Oleh. Shita Istiyanti

Muslimahtimes.com– Perubahan ke-2 Undang-undang Informasi dan Transaksi Elektronik (UU ITE) terbaru telah disahkan dalam rapat paripurna DPR, selasa (5/12). Beberapa peraturan baru disahkan, salah satunya menyoal ketentuan kewajiban Penyelenggara Sistem Elektronik (PSE), termasuk para perusahaan pemilik media sosial seperti Twitter atau X, Google hingga Meta, diwajibkan memenuhi kemauan pemerintah. Hal ini termaktub dalam pasal 40 A ayat 3 yang berbunyi “Penyelenggara Sistem Elektronik wajib melaksanakan perintah pemerintah sebagaimana dimaksud pada ayat (2)”.

Jika PSE tak sesuai dengan keinginan pemerintah maka akan dikenai sanksi berjenjang, yakni berupa sanksi administratif, teguran tertulis, denda administratif, penghentian sementara hingga pemutusan akses.

Dalam pasal 43 (i) disebutkan bahwa Penyidik Pegawai Negeri Sipil (PPNS) bisa memerintahkan PSE untuk melakukan pemutusan akses secara sementara terhadap akun media sosial, rekening bank, e-money, dan atau aset digital.” Dimana PPNS disini ditunjuk dari kalangan pemerintah. Dengan kata lain negara bisa dengan mudah menutup akses informasi yang mereka anggap “bahaya”.

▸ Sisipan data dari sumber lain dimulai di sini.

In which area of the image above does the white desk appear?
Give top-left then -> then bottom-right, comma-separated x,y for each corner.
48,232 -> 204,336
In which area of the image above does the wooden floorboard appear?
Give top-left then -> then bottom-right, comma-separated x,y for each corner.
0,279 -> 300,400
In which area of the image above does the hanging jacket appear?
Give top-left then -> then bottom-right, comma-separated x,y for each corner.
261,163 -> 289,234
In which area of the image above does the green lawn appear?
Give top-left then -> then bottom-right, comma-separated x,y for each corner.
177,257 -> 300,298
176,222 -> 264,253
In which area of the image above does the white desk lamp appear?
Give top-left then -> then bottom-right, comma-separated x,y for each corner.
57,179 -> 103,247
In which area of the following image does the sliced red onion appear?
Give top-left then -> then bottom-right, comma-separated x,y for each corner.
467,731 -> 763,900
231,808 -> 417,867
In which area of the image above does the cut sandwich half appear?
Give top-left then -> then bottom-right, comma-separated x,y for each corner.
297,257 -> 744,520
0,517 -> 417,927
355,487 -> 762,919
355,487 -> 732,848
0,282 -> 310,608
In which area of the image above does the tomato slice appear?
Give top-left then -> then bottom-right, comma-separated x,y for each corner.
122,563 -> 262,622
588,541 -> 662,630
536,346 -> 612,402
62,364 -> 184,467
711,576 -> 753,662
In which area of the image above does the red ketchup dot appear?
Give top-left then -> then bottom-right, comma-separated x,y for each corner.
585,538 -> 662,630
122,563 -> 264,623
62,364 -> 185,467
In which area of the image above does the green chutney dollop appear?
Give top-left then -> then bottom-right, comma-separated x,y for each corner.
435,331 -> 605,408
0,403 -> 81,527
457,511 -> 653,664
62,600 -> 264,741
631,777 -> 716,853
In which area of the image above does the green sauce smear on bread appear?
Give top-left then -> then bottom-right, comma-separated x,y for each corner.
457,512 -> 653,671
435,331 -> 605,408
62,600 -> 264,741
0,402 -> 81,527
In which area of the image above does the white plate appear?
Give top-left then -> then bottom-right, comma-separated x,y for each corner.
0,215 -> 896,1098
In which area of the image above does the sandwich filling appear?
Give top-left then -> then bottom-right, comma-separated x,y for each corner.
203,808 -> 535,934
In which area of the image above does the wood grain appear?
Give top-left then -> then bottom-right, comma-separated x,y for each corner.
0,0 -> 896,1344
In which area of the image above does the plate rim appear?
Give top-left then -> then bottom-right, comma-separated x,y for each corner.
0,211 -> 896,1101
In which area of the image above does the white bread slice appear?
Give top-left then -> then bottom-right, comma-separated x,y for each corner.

Revisi UU ITE ini alih-alih akan melindungi hak asasi manusia dalam berpendapat, justru akan menjadi landasan hukum kesewenang-wenangan pemerintah terhadap rakyatnya. Sebelumnya, jika pemerintah mengajukan pemblokiran akun media sosial kepada PSE, maka PSE akan menimbang-nimbang terlebih dahulu apakah benar akun tersebut melanggar panduan dan kebijakan komunitas mereka. Namun sekarang, PSE wajib mematuhi kebijakan pemerintah. Jika pemerintah mengajukan pemblokiran akun media sosial, maka PSE wajib melaksanakan aturan tersebut.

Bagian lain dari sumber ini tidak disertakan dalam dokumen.